Municipal, state, and federal officers were implicated in the coordinated and sustained attacks, along with soldiers who observed the action and threatened a group of survivors. It was one of the worst crimes in recent Mexican history, but the government was slow to react and its eventual investigation was riddled with glaring holes and confounding contradictions.
How the disappearance of 43 students changed Mexican politics forever
In the summer of 2014 it seemed like Mexico’s handsome young president Enrique Peña Nieto could do no wrong. Two years into his term, Peña Nieto had passed major structural reforms, overseen declining levels of narco violence, and imprisoned Joaquín “El Chapo” Guzmán, Mexico’s most wanted kingpin.
Time magazine hailed him on its cover as “Saving Mexico,” but when a group of students arrived in the town of Iguala in southern Guerrero state in late September that year, it ignited a chain of events that would tear this narrative to shreds.
Moments after boarding buses headed for Mexico City, the students from the all-male Ayotzinapa teachers’ college were ambushed by police gunmen.
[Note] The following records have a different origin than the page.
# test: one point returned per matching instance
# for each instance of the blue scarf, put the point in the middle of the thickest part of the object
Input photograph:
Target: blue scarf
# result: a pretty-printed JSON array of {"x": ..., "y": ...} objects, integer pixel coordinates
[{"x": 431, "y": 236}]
Six people were killed, including one student whose face was flayed; dozens were wounded; and 43 young men were driven away in patrol cars, never to be seen again. Three years later, the students remain missing and Mexico’s presidency and its politics have never been the same.
The president was criticized for waiting a month before meeting with the missing students’ parents and for refusing to investigate the role of the army, fueling widespread suspicion that a cover-up was underway.